In a press release Tuesday afternoon from Gov. Henry McMaster’s office, the governor and the S.C. Department of Corrections said they informed the S.C. Supreme Court that the department is “now prepared to carry out executions by lethal injection.”
“Justice has been delayed for too long in South Carolina,” McMaster said in the press release. “This filing brings our state one step closer to being able to once again carry out the rule of law and bring grieving families and loved ones the closure they are rightfully owed.”
The Palmetto State has had an unintended 12-year halt on executions due to the state’s batch of lethal injection drugs expiring in 2013. Two years ago in 2021, state officials tried to resume executions by creating a firing squad or giving death row inmates the option of electrocution. However, that law is now under contention in the state Supreme Court concerning whether those executions constitute cruel and unusual punishment.

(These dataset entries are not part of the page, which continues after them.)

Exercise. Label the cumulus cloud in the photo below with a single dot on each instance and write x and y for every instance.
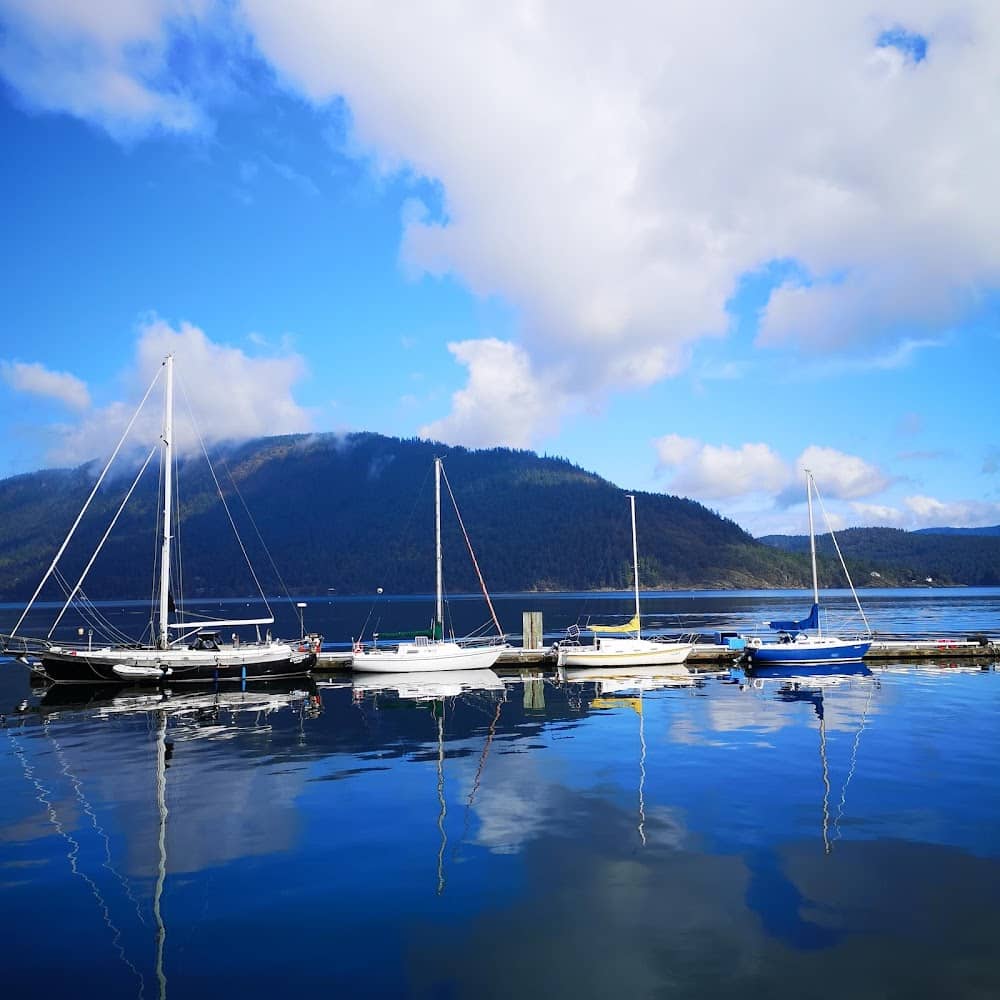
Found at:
(104, 62)
(719, 471)
(840, 476)
(503, 402)
(928, 512)
(229, 395)
(601, 167)
(41, 381)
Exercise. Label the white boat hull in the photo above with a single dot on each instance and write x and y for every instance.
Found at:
(430, 684)
(409, 657)
(123, 665)
(623, 653)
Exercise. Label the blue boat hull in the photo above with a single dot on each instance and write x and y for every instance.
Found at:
(805, 654)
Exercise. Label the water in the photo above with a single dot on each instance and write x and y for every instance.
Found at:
(341, 618)
(727, 836)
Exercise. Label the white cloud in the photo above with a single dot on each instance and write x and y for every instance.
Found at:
(882, 515)
(503, 402)
(714, 472)
(41, 381)
(928, 512)
(602, 167)
(104, 62)
(230, 395)
(838, 475)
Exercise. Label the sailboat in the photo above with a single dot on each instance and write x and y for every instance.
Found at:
(803, 642)
(612, 647)
(185, 648)
(431, 651)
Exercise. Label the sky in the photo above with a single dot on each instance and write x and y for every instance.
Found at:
(694, 248)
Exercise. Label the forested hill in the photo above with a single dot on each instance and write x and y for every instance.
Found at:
(908, 558)
(355, 513)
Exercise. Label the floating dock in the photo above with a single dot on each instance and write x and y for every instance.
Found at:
(896, 648)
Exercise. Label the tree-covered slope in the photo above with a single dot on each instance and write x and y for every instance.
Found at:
(355, 513)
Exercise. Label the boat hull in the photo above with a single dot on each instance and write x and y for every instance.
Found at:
(813, 652)
(624, 653)
(428, 685)
(433, 656)
(153, 666)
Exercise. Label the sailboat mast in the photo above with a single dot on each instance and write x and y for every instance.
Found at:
(635, 570)
(168, 469)
(812, 545)
(439, 605)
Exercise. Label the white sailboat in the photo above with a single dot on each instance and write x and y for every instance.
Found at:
(612, 647)
(803, 642)
(194, 652)
(432, 652)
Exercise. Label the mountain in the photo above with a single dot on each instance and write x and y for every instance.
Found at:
(993, 530)
(908, 558)
(355, 513)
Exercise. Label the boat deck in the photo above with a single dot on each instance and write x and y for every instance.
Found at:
(705, 652)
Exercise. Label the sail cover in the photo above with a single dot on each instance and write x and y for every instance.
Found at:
(630, 626)
(811, 621)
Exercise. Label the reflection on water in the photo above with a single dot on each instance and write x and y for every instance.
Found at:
(481, 834)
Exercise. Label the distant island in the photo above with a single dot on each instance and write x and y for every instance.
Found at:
(349, 514)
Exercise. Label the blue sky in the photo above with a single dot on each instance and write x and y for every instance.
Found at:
(692, 251)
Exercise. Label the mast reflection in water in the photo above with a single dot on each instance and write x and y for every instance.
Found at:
(492, 836)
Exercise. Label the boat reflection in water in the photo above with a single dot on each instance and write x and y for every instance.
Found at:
(809, 684)
(211, 713)
(439, 689)
(616, 686)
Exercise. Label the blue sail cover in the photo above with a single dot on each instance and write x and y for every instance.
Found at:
(812, 621)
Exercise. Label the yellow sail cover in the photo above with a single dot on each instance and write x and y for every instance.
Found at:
(630, 626)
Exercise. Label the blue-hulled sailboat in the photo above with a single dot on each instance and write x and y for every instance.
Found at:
(802, 642)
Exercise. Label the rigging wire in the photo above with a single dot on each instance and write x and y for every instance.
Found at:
(100, 544)
(840, 556)
(93, 493)
(225, 506)
(468, 542)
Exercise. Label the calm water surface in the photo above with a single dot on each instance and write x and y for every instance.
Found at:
(533, 836)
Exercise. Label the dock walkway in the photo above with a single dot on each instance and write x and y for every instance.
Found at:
(896, 648)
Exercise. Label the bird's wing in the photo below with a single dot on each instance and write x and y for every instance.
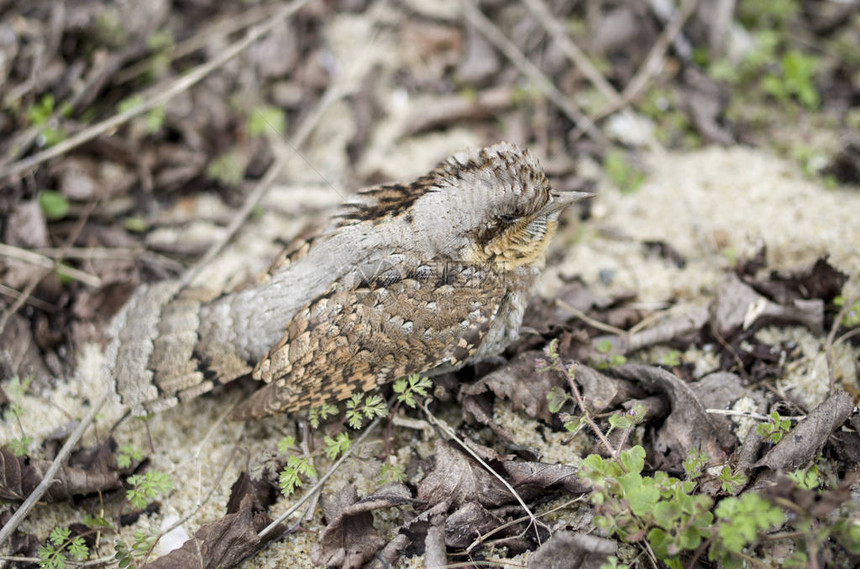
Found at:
(350, 341)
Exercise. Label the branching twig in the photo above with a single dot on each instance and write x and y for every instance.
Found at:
(529, 69)
(316, 487)
(46, 263)
(305, 128)
(445, 428)
(828, 343)
(35, 280)
(48, 477)
(556, 29)
(160, 97)
(652, 63)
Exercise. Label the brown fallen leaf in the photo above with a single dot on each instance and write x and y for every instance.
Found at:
(571, 550)
(688, 427)
(350, 540)
(803, 443)
(816, 280)
(535, 478)
(221, 544)
(457, 479)
(19, 476)
(519, 383)
(738, 306)
(469, 522)
(682, 328)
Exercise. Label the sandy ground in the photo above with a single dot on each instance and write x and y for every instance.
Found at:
(712, 205)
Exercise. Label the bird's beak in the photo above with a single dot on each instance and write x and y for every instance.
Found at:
(560, 200)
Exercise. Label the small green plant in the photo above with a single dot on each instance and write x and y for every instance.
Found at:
(795, 79)
(265, 119)
(142, 545)
(336, 445)
(53, 204)
(695, 465)
(624, 176)
(227, 169)
(20, 445)
(741, 520)
(604, 347)
(60, 548)
(731, 482)
(407, 388)
(612, 563)
(291, 475)
(806, 478)
(153, 120)
(135, 224)
(321, 413)
(775, 428)
(661, 509)
(40, 115)
(285, 444)
(362, 406)
(15, 390)
(852, 315)
(672, 359)
(390, 473)
(147, 487)
(127, 454)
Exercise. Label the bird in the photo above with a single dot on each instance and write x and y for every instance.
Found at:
(425, 277)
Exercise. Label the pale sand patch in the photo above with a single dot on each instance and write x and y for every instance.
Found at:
(700, 203)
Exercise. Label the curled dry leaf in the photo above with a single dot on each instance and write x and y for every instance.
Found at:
(470, 521)
(221, 544)
(19, 476)
(681, 328)
(570, 550)
(457, 479)
(603, 392)
(804, 442)
(519, 383)
(349, 539)
(818, 279)
(738, 306)
(535, 478)
(688, 427)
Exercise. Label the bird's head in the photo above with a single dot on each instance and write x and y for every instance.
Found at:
(491, 206)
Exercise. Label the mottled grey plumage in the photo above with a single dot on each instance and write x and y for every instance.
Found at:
(422, 277)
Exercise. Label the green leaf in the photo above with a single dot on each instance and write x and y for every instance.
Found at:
(642, 499)
(633, 459)
(266, 119)
(666, 513)
(54, 204)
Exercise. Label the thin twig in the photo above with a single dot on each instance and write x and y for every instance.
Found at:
(489, 30)
(577, 313)
(757, 416)
(828, 343)
(108, 253)
(160, 97)
(46, 263)
(483, 538)
(652, 63)
(35, 280)
(226, 26)
(318, 486)
(29, 299)
(445, 428)
(305, 128)
(555, 28)
(48, 477)
(586, 415)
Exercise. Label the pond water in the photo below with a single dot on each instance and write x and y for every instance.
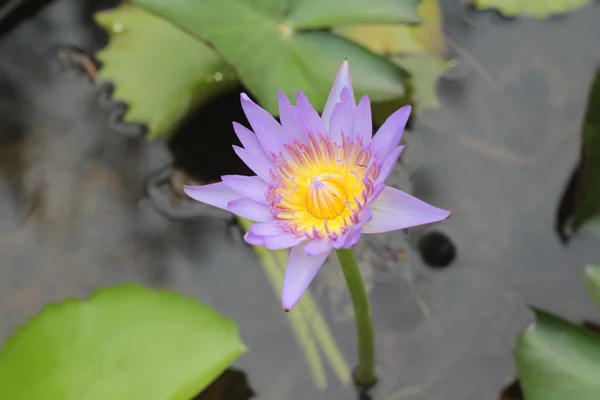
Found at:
(87, 202)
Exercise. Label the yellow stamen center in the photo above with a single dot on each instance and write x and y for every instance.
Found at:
(321, 186)
(327, 196)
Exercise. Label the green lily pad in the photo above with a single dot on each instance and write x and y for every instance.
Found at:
(534, 8)
(330, 13)
(419, 50)
(558, 360)
(269, 55)
(591, 277)
(160, 71)
(124, 342)
(588, 203)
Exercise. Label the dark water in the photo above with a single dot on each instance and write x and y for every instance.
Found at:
(85, 202)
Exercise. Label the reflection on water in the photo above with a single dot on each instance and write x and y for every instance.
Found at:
(84, 206)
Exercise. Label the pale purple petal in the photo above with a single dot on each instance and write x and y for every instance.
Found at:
(253, 187)
(300, 271)
(267, 229)
(363, 125)
(342, 80)
(253, 239)
(388, 136)
(318, 246)
(270, 134)
(256, 163)
(248, 139)
(394, 210)
(351, 238)
(342, 119)
(290, 120)
(388, 164)
(216, 194)
(311, 118)
(250, 209)
(283, 242)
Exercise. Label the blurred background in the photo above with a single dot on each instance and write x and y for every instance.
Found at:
(107, 109)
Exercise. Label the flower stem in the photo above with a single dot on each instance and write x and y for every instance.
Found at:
(364, 375)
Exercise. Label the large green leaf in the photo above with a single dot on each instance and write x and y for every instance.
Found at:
(269, 55)
(534, 8)
(124, 342)
(417, 49)
(329, 13)
(158, 70)
(588, 204)
(557, 360)
(591, 277)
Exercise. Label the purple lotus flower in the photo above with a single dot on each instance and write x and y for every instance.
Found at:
(319, 180)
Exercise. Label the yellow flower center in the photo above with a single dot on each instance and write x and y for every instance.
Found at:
(321, 186)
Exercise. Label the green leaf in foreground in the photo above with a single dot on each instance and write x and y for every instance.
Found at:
(269, 55)
(588, 203)
(419, 50)
(534, 8)
(330, 13)
(124, 342)
(158, 70)
(557, 360)
(591, 277)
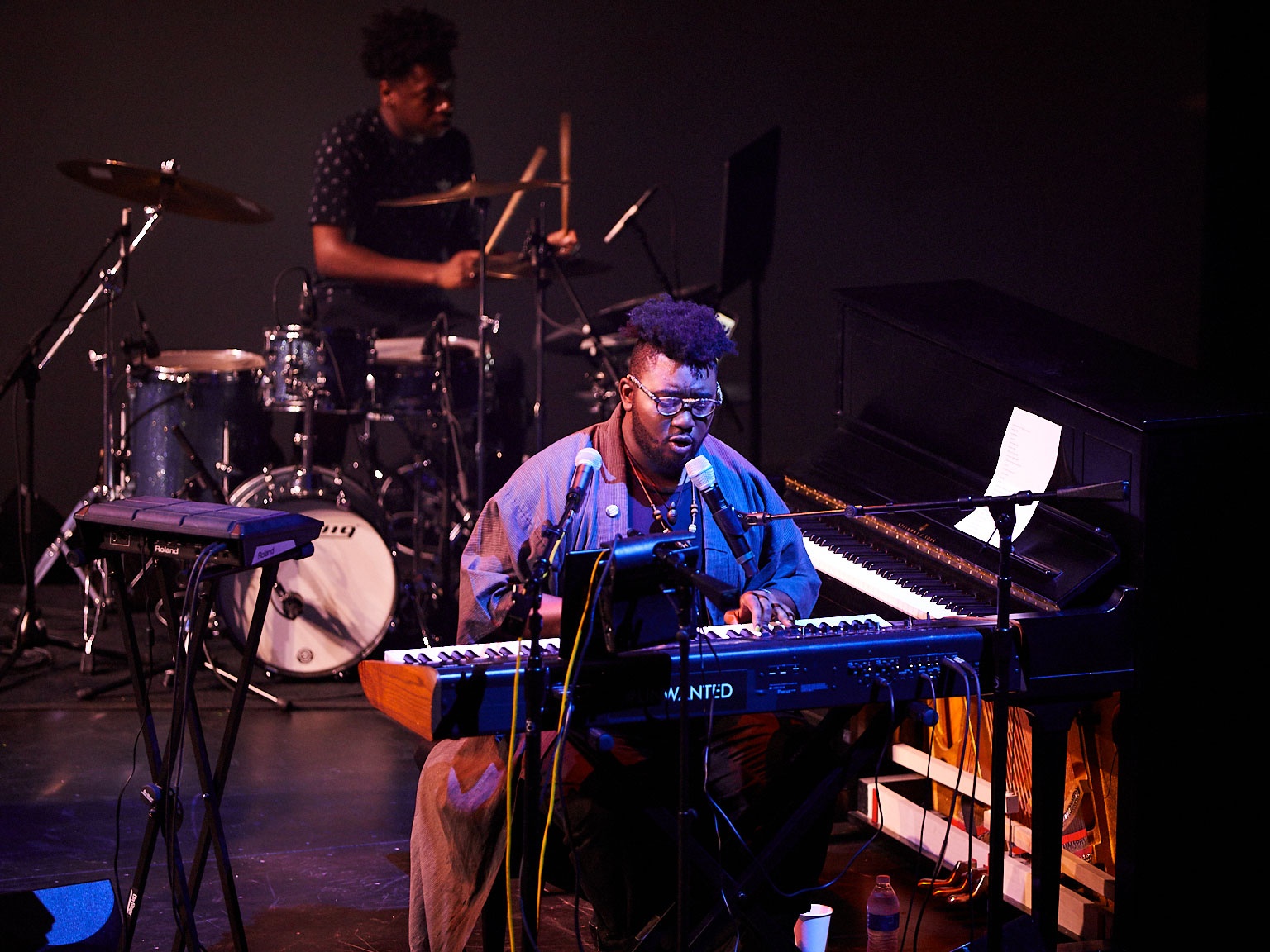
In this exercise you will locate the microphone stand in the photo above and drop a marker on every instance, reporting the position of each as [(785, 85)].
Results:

In early January, the S.C. Supreme Court heard arguments over a circuit court ruling in which state Judge Jocelyn Newman ruled that two of the state’s three methods for electrocution — the firing squad and the electric chair — were unconstitutional.
In late January, the state Supreme Court sent the case back down to lower court, asking why the Department of Corrections had yet to obtain drugs for lethal injections. The high court never ruled whether the electric chair or firing squad was unconstitutional. But now, the question still sits before the state Supreme Court of when and whether any executions can be carried out, including by lethal injection.
South Carolina law specifies the electric chair as the default method of execution while giving inmates the option of choosing death by firing squad or lethal injection if those methods are available. All three methods outlined in law are now available to carry out a death sentence.
The Department of Corrections made more than 1,300 contacts in search of lethal injection drugs, according to the press release. Those inquiries included drug manufacturers, suppliers, compounding pharmacies and other potential sources.
Ultimately, the state was able to secure pentobarbital, for carrying out an execution by lethal injection under a one-drug protocol. The release did not specify from what source the drug was procured.
The lethal injection policy will now be a one-drug protocol, which is “identical to protocols used by the Federal Bureau of Prisons and at least six other states,” the press release said. It also stated the use of this drug has been upheld against constitutional challenges.
In early May, McMaster signed a shield law into effect, which hides the identities of the companies selling the lethal drug injections. The bill, S. 120, also contains provisions to keep the identities of people involved in preparing the execution secret, including execution team members, according to previous reporting by The State.
The press release did not say when executions would resume or who would be first on the list. There are currently 34 people on South Carolina’s death row, with one inmate who is on both South Carolina’s and California’s death row for two different crimes, according to the Department of Corrections.